QNGOptimizer with Variational Classifiers

Hi @Amandeep ,

Optimization problems are problem-specific, meaning that it’s very hard to tell which optimizer will give better or faster results than another. There’s no one-size-fits-all.

That being said, I can give you some pointers.

I made a QNGO test script that you can see below. For that script the table below answers the question: “Does this diff_method and device combination work?”

diff_method default.qubit lightning.qubit
backprop Yes No
adjoint No No
parameter-shift Yes Yes
finite-diff Yes Yes
hadamard Yes Yes
device No No
spsa Yes Yes
best Yes Yes

Not all combinations will work equally fast. Generally default.qubit and backprop will be fastest. However when you have 15 qubits or more lightning.qubit might be fastest as seen on our performance page. However, parameter-shift can be very slow, so you’ll have to test yourself what works better for your particular use case.

# Data
data = pnp.array([0.,1.],requires_grad=False)

# Device
n_qubits=2
# We create a device with one extra wire because we need an auxiliary wire when using QNGO
dev = qml.device('default.qubit', wires=n_qubits+1)

# QNode
diff_method='backprop'

@qml.qnode(dev,diff_method=diff_method)
def circuit(params):
  # Data embedding
  qml.RX(data[0],wires=0)
  qml.RX(data[1],wires=1)

  # Parametrized layer
  qml.Rot(params[0],params[1],params[2],wires=0)
  qml.Rot(params[0],params[1],params[2],wires=1)
  qml.Hadamard(wires=0)
  qml.CNOT(wires=[0,1])

  # Measurement
  return qml.expval(qml.Z(0))

# Initial value of the parameters
params = pnp.array([1.,2.,3.],requires_grad=True)

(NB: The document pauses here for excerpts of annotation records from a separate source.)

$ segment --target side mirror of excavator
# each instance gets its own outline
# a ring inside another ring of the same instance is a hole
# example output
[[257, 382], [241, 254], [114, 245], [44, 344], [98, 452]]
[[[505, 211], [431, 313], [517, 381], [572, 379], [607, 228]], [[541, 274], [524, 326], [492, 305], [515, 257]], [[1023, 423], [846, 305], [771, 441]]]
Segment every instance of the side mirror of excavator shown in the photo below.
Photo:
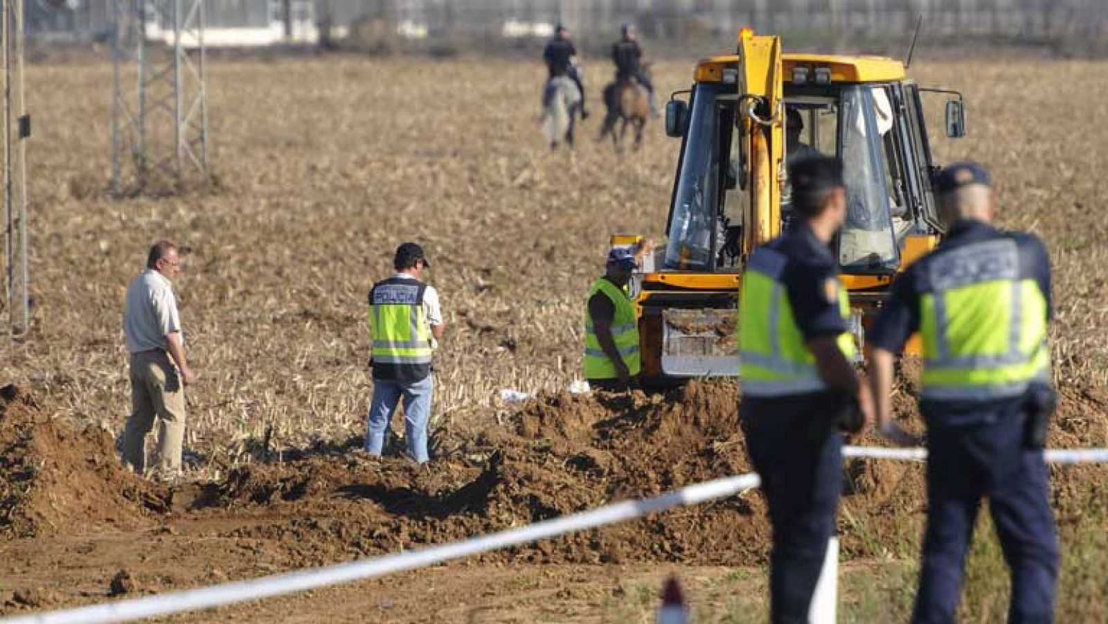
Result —
[[688, 103], [685, 100], [666, 102], [666, 136], [679, 137], [685, 134]]
[[962, 100], [946, 102], [946, 135], [951, 139], [966, 135], [966, 108]]

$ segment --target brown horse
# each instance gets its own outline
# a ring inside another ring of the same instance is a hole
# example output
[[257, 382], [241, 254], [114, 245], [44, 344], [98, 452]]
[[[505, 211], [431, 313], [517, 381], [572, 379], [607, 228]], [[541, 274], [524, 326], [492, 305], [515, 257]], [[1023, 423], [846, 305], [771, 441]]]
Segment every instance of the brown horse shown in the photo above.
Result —
[[[649, 63], [643, 64], [643, 71], [649, 71]], [[604, 88], [604, 105], [607, 106], [607, 114], [604, 116], [604, 124], [601, 126], [601, 135], [597, 141], [606, 135], [612, 135], [612, 145], [616, 152], [623, 151], [623, 139], [627, 133], [627, 126], [635, 130], [634, 150], [643, 146], [643, 127], [650, 116], [650, 96], [646, 88], [633, 80], [622, 80], [609, 82]], [[619, 131], [616, 132], [616, 122], [622, 121]]]

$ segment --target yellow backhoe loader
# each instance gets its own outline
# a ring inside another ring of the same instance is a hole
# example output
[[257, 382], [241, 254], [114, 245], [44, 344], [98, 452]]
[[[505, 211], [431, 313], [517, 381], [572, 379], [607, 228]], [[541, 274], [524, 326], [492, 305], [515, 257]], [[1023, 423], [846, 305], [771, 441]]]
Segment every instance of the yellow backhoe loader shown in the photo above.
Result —
[[745, 30], [737, 53], [697, 64], [691, 89], [666, 106], [666, 133], [681, 139], [667, 241], [630, 286], [646, 382], [738, 375], [742, 268], [789, 227], [787, 163], [806, 154], [843, 161], [848, 216], [833, 252], [864, 342], [897, 272], [944, 231], [923, 91], [946, 99], [947, 136], [964, 135], [962, 94], [919, 86], [893, 59], [782, 53], [780, 38]]

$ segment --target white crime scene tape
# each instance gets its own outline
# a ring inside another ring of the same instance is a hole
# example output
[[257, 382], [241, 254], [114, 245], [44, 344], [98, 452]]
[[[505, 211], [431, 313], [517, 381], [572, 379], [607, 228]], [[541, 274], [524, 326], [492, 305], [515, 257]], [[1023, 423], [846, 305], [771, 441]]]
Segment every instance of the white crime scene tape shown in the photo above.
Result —
[[[843, 447], [842, 457], [922, 461], [927, 459], [927, 449]], [[1047, 463], [1105, 463], [1108, 462], [1108, 449], [1046, 449], [1043, 451], [1043, 459]]]
[[[921, 461], [926, 459], [927, 451], [921, 448], [844, 447], [842, 454], [848, 458]], [[1108, 462], [1108, 449], [1050, 449], [1044, 452], [1044, 459], [1051, 463]], [[679, 505], [691, 505], [732, 497], [757, 488], [759, 484], [760, 479], [756, 473], [737, 474], [735, 477], [697, 483], [649, 499], [614, 503], [460, 542], [156, 596], [124, 600], [64, 611], [19, 615], [0, 620], [0, 624], [96, 624], [101, 622], [130, 622], [304, 592], [362, 579], [373, 579], [394, 572], [425, 567], [453, 559], [634, 520]]]
[[360, 579], [372, 579], [393, 572], [425, 567], [452, 559], [526, 544], [535, 540], [595, 529], [605, 524], [634, 520], [649, 513], [665, 511], [679, 505], [690, 505], [732, 497], [757, 488], [759, 482], [760, 480], [757, 474], [738, 474], [726, 479], [697, 483], [649, 499], [624, 501], [461, 542], [452, 542], [365, 561], [263, 576], [249, 581], [236, 581], [184, 592], [96, 604], [66, 611], [21, 615], [0, 620], [0, 623], [93, 624], [99, 622], [130, 622], [145, 617], [170, 615], [236, 602], [304, 592], [339, 583], [349, 583]]

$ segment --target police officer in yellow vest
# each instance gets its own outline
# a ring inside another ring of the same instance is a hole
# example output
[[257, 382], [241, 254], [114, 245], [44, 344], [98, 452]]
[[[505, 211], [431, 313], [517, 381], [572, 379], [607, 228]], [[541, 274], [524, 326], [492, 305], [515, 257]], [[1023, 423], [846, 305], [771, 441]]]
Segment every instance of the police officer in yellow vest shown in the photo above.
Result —
[[439, 293], [422, 282], [431, 266], [423, 248], [404, 243], [393, 259], [397, 273], [369, 291], [369, 320], [373, 338], [373, 401], [369, 408], [366, 451], [380, 456], [384, 432], [401, 399], [408, 453], [428, 461], [427, 426], [431, 418], [434, 378], [431, 359], [445, 325]]
[[773, 526], [774, 623], [808, 622], [842, 489], [839, 431], [861, 430], [872, 411], [830, 249], [847, 214], [842, 164], [802, 158], [789, 180], [798, 219], [751, 255], [739, 303], [739, 409]]
[[593, 389], [626, 391], [638, 376], [638, 317], [627, 284], [638, 256], [650, 246], [653, 243], [646, 242], [637, 250], [612, 249], [604, 277], [588, 289], [583, 367]]
[[991, 225], [988, 173], [953, 164], [935, 197], [950, 232], [893, 286], [869, 342], [878, 427], [890, 419], [894, 355], [919, 333], [927, 424], [927, 529], [914, 622], [954, 622], [982, 498], [1012, 571], [1009, 622], [1050, 622], [1058, 543], [1043, 460], [1054, 411], [1047, 323], [1050, 266], [1033, 235]]

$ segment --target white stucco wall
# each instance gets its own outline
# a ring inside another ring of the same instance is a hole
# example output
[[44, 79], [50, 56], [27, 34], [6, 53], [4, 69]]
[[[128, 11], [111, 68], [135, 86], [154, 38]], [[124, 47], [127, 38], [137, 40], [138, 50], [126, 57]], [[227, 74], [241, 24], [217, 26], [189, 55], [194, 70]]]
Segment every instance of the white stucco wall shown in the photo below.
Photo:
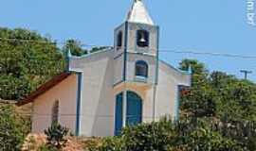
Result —
[[156, 119], [163, 116], [177, 116], [179, 104], [178, 86], [190, 86], [191, 76], [182, 74], [163, 61], [159, 61], [158, 84], [156, 87]]
[[82, 71], [80, 135], [114, 135], [113, 51], [71, 60], [71, 70]]
[[32, 132], [42, 133], [51, 125], [52, 107], [59, 100], [59, 122], [75, 133], [77, 75], [71, 75], [33, 102]]

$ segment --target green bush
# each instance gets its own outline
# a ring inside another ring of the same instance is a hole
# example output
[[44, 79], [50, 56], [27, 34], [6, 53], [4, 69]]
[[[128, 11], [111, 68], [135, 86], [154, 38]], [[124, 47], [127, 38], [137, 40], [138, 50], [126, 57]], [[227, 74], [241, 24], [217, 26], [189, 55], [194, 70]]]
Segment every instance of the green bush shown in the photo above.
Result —
[[40, 146], [39, 151], [58, 151], [58, 149], [48, 144], [43, 144]]
[[121, 138], [129, 151], [167, 151], [175, 136], [172, 121], [165, 118], [160, 122], [128, 126], [122, 130]]
[[68, 128], [62, 126], [60, 124], [53, 123], [50, 127], [45, 130], [45, 134], [47, 136], [47, 145], [57, 149], [64, 147], [67, 142], [65, 136], [68, 133]]
[[29, 123], [19, 116], [13, 106], [0, 105], [0, 151], [20, 150]]

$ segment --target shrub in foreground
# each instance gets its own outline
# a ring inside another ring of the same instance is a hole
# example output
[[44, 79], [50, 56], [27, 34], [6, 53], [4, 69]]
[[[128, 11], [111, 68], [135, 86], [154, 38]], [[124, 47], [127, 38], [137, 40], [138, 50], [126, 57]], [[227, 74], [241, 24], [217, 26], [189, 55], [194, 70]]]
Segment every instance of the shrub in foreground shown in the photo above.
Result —
[[0, 105], [0, 151], [20, 150], [27, 134], [29, 122], [18, 115], [11, 105]]
[[47, 136], [47, 145], [56, 149], [64, 147], [67, 142], [65, 137], [68, 133], [68, 128], [62, 126], [60, 124], [53, 123], [50, 127], [45, 130], [45, 134]]

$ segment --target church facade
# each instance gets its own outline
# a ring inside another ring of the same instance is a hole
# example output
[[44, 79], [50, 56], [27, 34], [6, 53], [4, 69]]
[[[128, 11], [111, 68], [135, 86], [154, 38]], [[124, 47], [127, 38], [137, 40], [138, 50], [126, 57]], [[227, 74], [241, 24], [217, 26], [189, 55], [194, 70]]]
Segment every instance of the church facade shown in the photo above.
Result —
[[159, 27], [135, 0], [114, 47], [68, 55], [68, 70], [18, 103], [32, 102], [32, 132], [59, 122], [80, 136], [118, 135], [126, 126], [178, 118], [179, 88], [190, 73], [159, 59]]

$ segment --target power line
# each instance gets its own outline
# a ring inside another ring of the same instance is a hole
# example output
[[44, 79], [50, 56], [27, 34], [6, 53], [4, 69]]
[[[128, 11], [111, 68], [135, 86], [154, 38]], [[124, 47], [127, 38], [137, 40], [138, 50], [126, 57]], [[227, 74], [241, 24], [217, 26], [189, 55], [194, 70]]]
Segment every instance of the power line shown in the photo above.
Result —
[[[42, 41], [42, 40], [21, 40], [21, 39], [7, 39], [0, 38], [0, 41], [20, 41], [24, 42], [39, 42], [39, 43], [53, 43], [53, 44], [65, 44], [66, 42], [60, 42], [55, 41], [54, 42]], [[107, 47], [114, 48], [109, 45], [96, 45], [96, 44], [87, 44], [82, 43], [81, 46], [88, 46], [88, 47]], [[133, 49], [132, 47], [120, 47], [121, 49]], [[147, 49], [147, 50], [155, 50], [155, 49]], [[225, 57], [225, 58], [236, 58], [236, 59], [256, 59], [256, 55], [238, 55], [238, 54], [227, 54], [227, 53], [212, 53], [212, 52], [198, 52], [198, 51], [185, 51], [185, 50], [174, 50], [174, 49], [158, 49], [159, 53], [174, 53], [174, 54], [192, 54], [192, 55], [201, 55], [201, 56], [212, 56], [212, 57]]]

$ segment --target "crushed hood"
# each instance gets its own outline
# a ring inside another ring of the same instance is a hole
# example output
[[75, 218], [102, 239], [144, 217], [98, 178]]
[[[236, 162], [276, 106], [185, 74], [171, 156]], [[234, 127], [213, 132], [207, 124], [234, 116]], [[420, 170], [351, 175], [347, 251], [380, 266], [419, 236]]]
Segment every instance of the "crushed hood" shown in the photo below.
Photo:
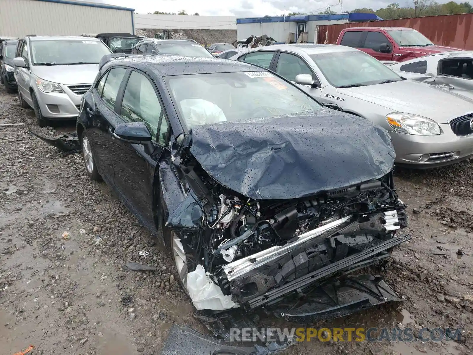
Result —
[[384, 129], [327, 108], [197, 126], [183, 147], [221, 184], [256, 199], [306, 197], [377, 178], [395, 156]]
[[[447, 123], [452, 118], [473, 112], [473, 100], [413, 80], [356, 88], [339, 88], [337, 91], [387, 107], [393, 111], [427, 117], [438, 124]], [[441, 103], [447, 102], [448, 105]]]

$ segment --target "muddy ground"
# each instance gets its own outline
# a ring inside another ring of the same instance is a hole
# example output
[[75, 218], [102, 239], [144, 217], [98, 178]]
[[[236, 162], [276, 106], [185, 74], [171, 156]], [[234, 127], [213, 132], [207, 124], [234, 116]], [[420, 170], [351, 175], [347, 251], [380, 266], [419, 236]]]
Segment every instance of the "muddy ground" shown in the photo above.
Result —
[[[33, 354], [158, 354], [174, 323], [207, 331], [175, 281], [171, 257], [105, 184], [89, 179], [81, 155], [61, 156], [29, 133], [71, 131], [73, 124], [39, 128], [32, 111], [2, 87], [0, 124], [22, 123], [0, 126], [0, 355], [30, 344]], [[396, 188], [409, 206], [404, 231], [412, 239], [394, 252], [385, 277], [405, 301], [307, 325], [459, 328], [460, 342], [313, 341], [286, 354], [469, 353], [472, 182], [473, 160], [427, 171], [397, 169]], [[149, 255], [140, 256], [142, 250]], [[158, 271], [123, 270], [129, 261]], [[121, 300], [127, 294], [134, 303], [125, 306]]]

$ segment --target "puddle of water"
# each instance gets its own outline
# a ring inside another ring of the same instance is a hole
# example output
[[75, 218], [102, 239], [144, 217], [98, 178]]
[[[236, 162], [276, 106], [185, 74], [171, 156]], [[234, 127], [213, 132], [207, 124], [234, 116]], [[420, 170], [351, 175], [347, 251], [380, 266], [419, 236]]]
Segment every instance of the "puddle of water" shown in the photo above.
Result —
[[457, 343], [450, 341], [446, 346], [442, 343], [430, 345], [420, 342], [393, 343], [391, 348], [394, 353], [400, 355], [434, 355], [434, 354], [449, 354], [460, 355], [461, 352], [455, 348]]

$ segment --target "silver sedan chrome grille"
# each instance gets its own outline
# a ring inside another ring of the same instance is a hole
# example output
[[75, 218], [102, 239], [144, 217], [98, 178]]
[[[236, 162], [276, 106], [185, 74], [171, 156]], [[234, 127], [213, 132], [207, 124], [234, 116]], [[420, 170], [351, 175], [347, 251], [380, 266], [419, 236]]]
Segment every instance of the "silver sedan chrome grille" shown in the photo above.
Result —
[[473, 114], [457, 117], [450, 121], [450, 126], [457, 135], [467, 135], [473, 133]]
[[92, 87], [92, 84], [79, 84], [76, 85], [68, 85], [67, 87], [70, 89], [76, 95], [81, 95], [85, 94]]

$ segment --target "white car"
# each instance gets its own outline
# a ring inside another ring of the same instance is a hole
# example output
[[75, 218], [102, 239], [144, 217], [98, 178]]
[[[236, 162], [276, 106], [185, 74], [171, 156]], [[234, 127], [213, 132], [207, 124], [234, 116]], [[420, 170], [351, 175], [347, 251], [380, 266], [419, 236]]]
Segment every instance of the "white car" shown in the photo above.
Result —
[[400, 76], [473, 98], [473, 51], [437, 53], [389, 67]]
[[385, 128], [398, 165], [434, 168], [473, 155], [473, 100], [403, 80], [392, 67], [356, 48], [276, 44], [230, 59], [269, 69], [325, 106]]

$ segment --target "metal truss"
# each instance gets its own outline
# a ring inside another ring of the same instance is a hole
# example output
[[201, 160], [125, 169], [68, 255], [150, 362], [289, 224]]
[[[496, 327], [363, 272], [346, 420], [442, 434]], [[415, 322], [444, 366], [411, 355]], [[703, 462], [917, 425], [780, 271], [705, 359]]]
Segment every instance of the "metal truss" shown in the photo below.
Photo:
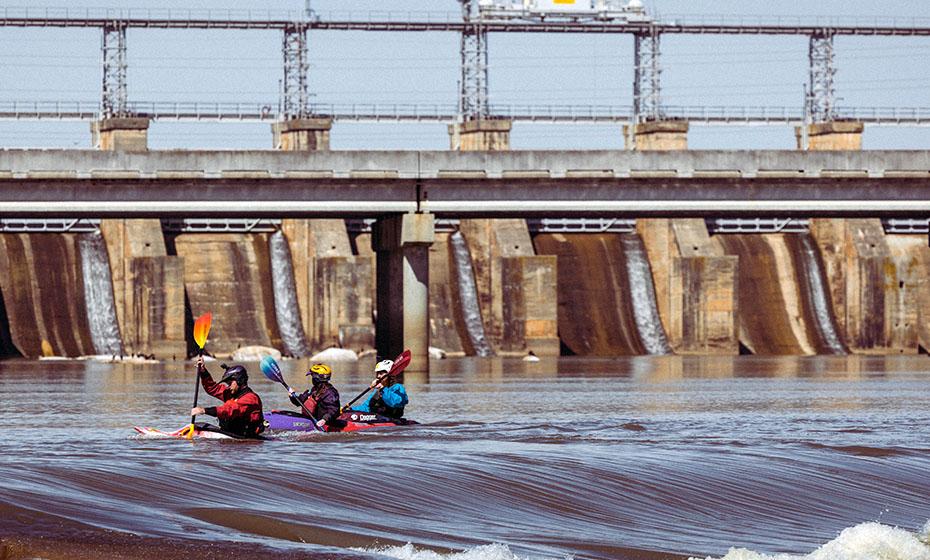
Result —
[[659, 64], [660, 33], [650, 27], [634, 36], [633, 122], [657, 121], [662, 114], [662, 67]]
[[284, 79], [281, 81], [280, 116], [299, 119], [310, 116], [307, 25], [294, 23], [284, 28]]
[[2, 218], [0, 233], [94, 233], [100, 220], [93, 218]]
[[459, 114], [463, 120], [487, 118], [488, 32], [478, 17], [478, 0], [459, 0], [465, 27], [461, 36]]
[[[156, 121], [273, 122], [279, 118], [271, 103], [147, 102], [127, 104], [130, 114]], [[628, 106], [620, 105], [490, 105], [492, 115], [514, 122], [627, 124]], [[313, 103], [310, 114], [353, 122], [454, 122], [456, 106], [441, 103]], [[667, 119], [715, 126], [799, 125], [798, 107], [666, 105]], [[840, 119], [876, 126], [930, 126], [930, 107], [846, 107]], [[0, 101], [0, 120], [93, 121], [101, 117], [93, 101]]]
[[808, 113], [812, 122], [836, 120], [836, 66], [834, 64], [833, 35], [811, 35], [808, 51], [810, 83], [808, 84]]
[[281, 228], [281, 220], [247, 218], [165, 218], [162, 231], [169, 233], [274, 233]]
[[[347, 219], [349, 233], [371, 233], [376, 220]], [[705, 220], [713, 234], [727, 233], [807, 233], [810, 221], [803, 218], [709, 218]], [[526, 220], [532, 233], [631, 233], [636, 231], [634, 218], [543, 218]], [[281, 227], [279, 219], [163, 219], [167, 233], [274, 233]], [[884, 218], [885, 233], [926, 235], [930, 218]], [[436, 231], [452, 233], [459, 220], [436, 220]], [[0, 233], [94, 233], [100, 229], [95, 218], [3, 218]]]
[[120, 21], [103, 26], [103, 85], [100, 111], [104, 117], [129, 114], [126, 93], [126, 25]]
[[528, 219], [532, 233], [632, 233], [633, 218], [541, 218]]
[[709, 218], [710, 233], [807, 233], [810, 222], [803, 218]]
[[885, 233], [919, 234], [930, 233], [930, 219], [919, 218], [886, 218], [882, 220]]

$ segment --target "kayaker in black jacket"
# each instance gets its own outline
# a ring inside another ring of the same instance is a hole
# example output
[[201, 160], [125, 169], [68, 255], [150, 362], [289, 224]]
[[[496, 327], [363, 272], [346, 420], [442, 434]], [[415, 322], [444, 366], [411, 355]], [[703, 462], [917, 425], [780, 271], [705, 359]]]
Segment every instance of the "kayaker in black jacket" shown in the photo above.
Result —
[[300, 395], [291, 397], [291, 402], [296, 406], [302, 403], [307, 407], [317, 419], [316, 425], [322, 428], [339, 416], [339, 391], [329, 383], [333, 370], [326, 364], [314, 364], [310, 366], [307, 376], [313, 385]]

# Initial value of the circuit
print(circuit(params))

# Cost function
def cost_f(params):
  return pnp.abs(circuit(params))

# Optimizer
opt = qml.QNGOptimizer()

# If we're using QNGO we need to define a metric tensor function
mt_fn = qml.metric_tensor(circuit)
print(mt_fn(params))

# Optimization loop
for it in range(10):
  params = opt.step(cost_f,params,metric_tensor_fn=mt_fn)
  print(params)
  print('Cost: ', cost_f(params))

Note that the non-trainable data here is passed directly into the inside of the function and not as an argument, otherwise things start breaking. I hope this helps!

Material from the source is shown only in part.